Hans Traupe wurde am 04.05.1913 in Kunern,
Kreis Münsterberg in Schlesien, als Sohn eines Landwirtschaftsbeamten geboren.
Von 1919 bis 1924 besuchte er die Grundschule und trat dann der staatlichen
Holdungsanstalt in Walstatt bei, die er 1932 mit dem Abitur abschloss.
Dem schloss sich die Arbeit im elterlichen Betrieb in Volksen an, bis er im
April 1934 dem Infanterie-Regiment 71 der damaligen Reichswehr in Göttingen
bei. Dort leistete er bis 1936 seine Wehrpflicht ab und meldete sich danach
als Freiwilliger zur SS-Verfügungstruppe. Hier nimmt er von April 1936 bis
1937 an einem Führer-Lehrgang an der Junkerschule Bad Tölz teil, nach deren
Abschluss er zum SS-Untersturmführer befördert wird.
Am 01.05.1937 wird er als Leutnant zur Schutzpolizei nach Berlin versetzt, wo
er als Hundertschaftsführer der Polizeigruppe Nord seinen Dienst tat.

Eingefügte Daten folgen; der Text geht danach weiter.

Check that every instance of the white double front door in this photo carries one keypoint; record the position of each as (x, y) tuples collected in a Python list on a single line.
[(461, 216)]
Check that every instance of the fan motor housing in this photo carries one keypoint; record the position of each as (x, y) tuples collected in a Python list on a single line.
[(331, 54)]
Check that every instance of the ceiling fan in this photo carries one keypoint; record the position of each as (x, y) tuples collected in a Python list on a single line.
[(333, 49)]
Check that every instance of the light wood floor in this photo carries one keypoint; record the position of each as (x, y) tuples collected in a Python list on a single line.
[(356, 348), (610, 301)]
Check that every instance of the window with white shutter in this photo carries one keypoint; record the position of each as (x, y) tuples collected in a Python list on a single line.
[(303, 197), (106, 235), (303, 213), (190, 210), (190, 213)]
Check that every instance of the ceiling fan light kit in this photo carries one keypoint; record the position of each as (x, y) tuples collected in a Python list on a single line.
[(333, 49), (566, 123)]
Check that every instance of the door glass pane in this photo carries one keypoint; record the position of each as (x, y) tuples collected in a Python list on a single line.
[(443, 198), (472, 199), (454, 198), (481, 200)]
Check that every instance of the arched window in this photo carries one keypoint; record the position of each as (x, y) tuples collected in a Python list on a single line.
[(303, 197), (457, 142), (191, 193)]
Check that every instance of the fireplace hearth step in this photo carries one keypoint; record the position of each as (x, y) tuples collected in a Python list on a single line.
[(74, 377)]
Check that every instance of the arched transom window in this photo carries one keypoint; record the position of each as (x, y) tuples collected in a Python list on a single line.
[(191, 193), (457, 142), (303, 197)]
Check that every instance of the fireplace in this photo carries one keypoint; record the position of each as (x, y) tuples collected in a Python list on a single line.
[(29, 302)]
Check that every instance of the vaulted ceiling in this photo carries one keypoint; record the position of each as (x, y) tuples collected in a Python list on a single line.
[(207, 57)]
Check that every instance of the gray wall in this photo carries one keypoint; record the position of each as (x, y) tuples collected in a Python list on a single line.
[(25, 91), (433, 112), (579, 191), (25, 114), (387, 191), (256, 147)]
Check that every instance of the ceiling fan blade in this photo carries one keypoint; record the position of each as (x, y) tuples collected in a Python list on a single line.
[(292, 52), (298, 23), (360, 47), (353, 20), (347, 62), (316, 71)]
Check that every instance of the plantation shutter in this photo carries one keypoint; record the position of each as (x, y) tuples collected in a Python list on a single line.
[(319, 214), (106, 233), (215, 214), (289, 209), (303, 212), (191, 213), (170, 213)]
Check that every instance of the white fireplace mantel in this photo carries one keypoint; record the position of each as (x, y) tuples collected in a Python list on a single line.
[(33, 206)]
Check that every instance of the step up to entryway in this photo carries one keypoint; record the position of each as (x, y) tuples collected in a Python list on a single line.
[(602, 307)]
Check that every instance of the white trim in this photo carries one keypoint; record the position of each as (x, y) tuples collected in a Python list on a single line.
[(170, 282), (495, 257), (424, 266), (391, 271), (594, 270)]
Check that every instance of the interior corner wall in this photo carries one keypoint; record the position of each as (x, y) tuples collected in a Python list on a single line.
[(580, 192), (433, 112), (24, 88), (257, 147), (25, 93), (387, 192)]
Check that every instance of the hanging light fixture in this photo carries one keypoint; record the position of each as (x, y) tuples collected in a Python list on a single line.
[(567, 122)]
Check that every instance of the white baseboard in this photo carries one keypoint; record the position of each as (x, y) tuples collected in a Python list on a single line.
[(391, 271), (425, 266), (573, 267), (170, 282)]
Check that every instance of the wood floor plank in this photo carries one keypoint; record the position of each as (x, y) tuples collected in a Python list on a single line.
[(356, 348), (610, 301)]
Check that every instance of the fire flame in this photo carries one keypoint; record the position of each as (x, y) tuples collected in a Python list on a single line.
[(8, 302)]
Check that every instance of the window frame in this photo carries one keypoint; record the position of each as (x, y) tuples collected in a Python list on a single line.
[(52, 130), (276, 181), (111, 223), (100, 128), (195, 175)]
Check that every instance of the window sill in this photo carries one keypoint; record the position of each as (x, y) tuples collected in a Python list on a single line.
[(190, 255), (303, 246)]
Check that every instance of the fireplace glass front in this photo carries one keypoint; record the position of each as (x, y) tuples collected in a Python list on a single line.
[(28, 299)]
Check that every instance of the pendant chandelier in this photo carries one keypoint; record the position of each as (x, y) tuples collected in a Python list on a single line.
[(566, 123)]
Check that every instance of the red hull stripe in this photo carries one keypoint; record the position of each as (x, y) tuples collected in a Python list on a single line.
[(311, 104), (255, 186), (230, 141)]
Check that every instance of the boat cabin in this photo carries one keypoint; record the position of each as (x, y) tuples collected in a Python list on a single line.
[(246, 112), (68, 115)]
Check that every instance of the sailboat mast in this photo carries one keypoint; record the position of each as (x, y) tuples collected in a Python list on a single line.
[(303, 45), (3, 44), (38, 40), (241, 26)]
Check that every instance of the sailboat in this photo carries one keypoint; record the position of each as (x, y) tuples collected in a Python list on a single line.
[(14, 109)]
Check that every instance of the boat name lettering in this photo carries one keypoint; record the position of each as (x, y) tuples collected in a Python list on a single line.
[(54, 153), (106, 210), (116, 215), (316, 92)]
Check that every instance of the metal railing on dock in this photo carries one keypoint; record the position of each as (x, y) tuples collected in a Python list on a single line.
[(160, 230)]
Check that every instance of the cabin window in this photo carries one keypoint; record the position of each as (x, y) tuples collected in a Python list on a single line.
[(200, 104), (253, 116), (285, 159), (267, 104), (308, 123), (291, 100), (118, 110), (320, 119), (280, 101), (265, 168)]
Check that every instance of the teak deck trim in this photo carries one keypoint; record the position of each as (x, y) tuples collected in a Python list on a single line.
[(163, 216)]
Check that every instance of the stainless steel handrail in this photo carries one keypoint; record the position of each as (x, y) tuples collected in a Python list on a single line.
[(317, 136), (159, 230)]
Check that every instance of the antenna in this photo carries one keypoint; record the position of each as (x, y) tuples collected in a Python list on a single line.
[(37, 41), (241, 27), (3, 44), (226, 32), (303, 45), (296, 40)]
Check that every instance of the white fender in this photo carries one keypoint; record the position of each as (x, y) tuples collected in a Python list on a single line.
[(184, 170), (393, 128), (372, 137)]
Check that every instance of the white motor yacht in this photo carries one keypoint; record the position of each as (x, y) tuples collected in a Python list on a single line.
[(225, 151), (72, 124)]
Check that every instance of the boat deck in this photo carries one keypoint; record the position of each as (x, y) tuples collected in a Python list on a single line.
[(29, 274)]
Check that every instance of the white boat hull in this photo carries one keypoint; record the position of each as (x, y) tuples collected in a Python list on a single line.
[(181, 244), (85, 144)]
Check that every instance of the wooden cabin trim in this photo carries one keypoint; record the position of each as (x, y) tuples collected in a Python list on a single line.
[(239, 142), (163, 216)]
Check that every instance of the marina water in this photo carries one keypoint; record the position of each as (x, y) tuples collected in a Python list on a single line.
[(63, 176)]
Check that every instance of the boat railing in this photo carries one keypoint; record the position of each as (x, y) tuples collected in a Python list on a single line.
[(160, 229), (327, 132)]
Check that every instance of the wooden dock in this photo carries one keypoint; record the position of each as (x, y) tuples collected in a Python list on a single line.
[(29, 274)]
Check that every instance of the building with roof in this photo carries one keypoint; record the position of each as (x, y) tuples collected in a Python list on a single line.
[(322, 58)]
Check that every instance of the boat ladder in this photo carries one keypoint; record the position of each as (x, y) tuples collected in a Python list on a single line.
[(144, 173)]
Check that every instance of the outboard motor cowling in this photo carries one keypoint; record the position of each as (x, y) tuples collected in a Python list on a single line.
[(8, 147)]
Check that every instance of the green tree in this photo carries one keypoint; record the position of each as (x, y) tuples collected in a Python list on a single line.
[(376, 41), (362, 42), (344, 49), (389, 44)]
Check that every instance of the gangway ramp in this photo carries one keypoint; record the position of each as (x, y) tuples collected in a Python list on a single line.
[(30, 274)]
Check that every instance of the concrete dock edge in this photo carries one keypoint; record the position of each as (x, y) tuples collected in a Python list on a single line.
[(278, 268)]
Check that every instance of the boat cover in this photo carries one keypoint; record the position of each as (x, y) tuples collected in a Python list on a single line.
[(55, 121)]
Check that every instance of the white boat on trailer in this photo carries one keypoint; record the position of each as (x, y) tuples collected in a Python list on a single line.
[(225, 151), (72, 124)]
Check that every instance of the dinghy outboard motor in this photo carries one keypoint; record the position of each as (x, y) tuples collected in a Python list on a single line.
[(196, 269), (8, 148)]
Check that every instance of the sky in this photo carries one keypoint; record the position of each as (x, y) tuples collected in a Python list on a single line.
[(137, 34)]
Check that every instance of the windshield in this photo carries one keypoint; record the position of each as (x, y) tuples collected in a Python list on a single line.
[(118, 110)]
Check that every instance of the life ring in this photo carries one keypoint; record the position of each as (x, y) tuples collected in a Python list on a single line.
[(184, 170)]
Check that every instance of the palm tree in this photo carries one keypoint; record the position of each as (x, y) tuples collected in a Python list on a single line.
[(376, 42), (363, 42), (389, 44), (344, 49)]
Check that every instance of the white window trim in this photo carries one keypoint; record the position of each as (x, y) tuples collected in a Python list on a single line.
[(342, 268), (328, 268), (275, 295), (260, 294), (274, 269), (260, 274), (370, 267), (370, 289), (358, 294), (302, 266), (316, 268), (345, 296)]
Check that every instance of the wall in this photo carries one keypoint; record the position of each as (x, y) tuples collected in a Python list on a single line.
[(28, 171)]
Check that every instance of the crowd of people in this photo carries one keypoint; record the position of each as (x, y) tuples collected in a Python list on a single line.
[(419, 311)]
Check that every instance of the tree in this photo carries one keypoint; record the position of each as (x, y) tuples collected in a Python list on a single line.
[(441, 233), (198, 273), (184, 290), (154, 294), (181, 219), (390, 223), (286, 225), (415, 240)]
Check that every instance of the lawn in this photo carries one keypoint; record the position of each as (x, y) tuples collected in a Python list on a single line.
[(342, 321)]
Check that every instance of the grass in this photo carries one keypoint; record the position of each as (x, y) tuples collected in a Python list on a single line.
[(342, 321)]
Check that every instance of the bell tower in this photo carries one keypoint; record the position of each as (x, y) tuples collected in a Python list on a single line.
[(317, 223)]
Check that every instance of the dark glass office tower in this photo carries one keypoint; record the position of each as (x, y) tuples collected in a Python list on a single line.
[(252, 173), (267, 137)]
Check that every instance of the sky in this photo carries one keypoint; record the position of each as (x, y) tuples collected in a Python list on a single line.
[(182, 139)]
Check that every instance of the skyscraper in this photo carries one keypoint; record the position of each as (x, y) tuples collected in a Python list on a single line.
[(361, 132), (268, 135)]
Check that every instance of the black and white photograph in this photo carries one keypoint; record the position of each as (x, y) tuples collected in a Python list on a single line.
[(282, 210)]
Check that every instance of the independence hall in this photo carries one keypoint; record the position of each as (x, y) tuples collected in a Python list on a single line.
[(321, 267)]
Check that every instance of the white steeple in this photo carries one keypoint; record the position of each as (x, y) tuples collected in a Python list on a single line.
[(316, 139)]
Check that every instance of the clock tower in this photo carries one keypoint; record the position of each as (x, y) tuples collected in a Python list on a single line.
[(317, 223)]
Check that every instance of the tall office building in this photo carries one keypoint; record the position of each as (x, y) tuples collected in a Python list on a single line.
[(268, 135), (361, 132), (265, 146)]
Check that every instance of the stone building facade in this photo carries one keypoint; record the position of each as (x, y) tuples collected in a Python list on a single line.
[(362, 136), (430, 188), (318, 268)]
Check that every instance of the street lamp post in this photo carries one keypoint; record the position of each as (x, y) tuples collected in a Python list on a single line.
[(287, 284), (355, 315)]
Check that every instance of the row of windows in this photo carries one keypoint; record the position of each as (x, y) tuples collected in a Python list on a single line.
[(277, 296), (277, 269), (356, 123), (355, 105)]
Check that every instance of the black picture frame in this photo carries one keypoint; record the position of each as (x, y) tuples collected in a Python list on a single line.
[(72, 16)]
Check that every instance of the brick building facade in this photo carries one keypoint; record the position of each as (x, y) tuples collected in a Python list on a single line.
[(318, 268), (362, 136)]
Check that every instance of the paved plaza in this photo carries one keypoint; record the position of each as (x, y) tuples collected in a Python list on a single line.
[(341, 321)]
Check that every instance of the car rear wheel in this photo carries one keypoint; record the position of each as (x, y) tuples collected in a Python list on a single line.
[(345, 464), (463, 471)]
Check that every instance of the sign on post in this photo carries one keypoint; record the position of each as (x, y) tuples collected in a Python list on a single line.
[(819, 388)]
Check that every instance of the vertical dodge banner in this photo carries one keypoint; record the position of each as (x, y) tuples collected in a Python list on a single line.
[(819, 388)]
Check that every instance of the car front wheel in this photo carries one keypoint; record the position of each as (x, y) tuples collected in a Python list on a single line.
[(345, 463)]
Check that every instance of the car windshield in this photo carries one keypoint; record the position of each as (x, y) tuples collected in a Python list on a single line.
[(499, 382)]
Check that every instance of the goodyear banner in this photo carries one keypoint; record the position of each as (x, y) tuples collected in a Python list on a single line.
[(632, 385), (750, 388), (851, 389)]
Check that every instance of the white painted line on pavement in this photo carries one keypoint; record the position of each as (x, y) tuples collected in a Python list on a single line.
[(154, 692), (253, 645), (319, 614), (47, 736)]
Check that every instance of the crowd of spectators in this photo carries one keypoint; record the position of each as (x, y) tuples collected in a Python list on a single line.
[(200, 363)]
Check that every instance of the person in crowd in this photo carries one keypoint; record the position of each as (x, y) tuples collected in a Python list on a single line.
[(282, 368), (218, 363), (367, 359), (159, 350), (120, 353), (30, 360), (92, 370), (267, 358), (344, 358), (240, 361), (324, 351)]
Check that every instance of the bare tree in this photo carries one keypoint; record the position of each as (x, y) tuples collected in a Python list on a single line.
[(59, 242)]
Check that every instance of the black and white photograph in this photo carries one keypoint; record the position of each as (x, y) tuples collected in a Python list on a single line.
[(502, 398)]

Von Januar 1938 bis Juni 1938 war er an die Offiziersschule Köpenick
kommandiert und fand dann eine Anstellung als Lehrer an der Polizeischule
Rathenow.
Mit Kriegsbeginn wird er zur SS-Polizeidivision versetzt und nimmt an
Einsätzen im Westen und ab Sommer 1941 im Norden der Ostfront teil.
Am 24.09.1942 erfolgte als SS-Hauptsturmführer und Hauptmann der Schutzpolizei
die Verleihung des Eisernen Kreuzes.
Im Januar 1944 durchbrachen die sowjetischen Gegner die Front vor Leningrad
und brachten über die 18. Armee die Gefahr der Einkesselung. Dieser Gefahr
bewusst hielt Traupe mit seinem Bataillon eine wichtige Strasse bei Libunici.
Dadurch konnte das benachbarte Korps eine Absetzbewegung vollziehen und eine
neue Stellung beziehen. Für diese Tat erhielt Hans Traupe, als
SS-Sturmbannführer und Major der Schutzpolizei und Kommandeur des I.
Bataillons des SS-Polizei-Panzergrenadier-Regiments 3 der SS-Polizeidivision,
am 23.02.1944 der Ritterkreuz.
Am 20.07.1944 zum SS-Obersturmbannführer und Oberstleutnant der Schutzpolizei
befördert, führte er im Juli 1944 die Reste der SS-Polizeidivision zurück auf
den Truppenübungsplatz "Kurmark".
Nachdem er im August/September an einem Regimentsführer-Lehrgang an der
Panzertruppenschule des Heeres in Fallingbostel teilnahm, erfolgte seine
Versetzung zur 10. SS-Panzerdivision "Frundsberg", wo er das Kommando
über das SS-Panzergrenadier-Regiment 20 übernahm.
Das Kriegsende erlebte er im Raum Dresden.
Hans Traupe starb am 23.06.2004 in Einbeck.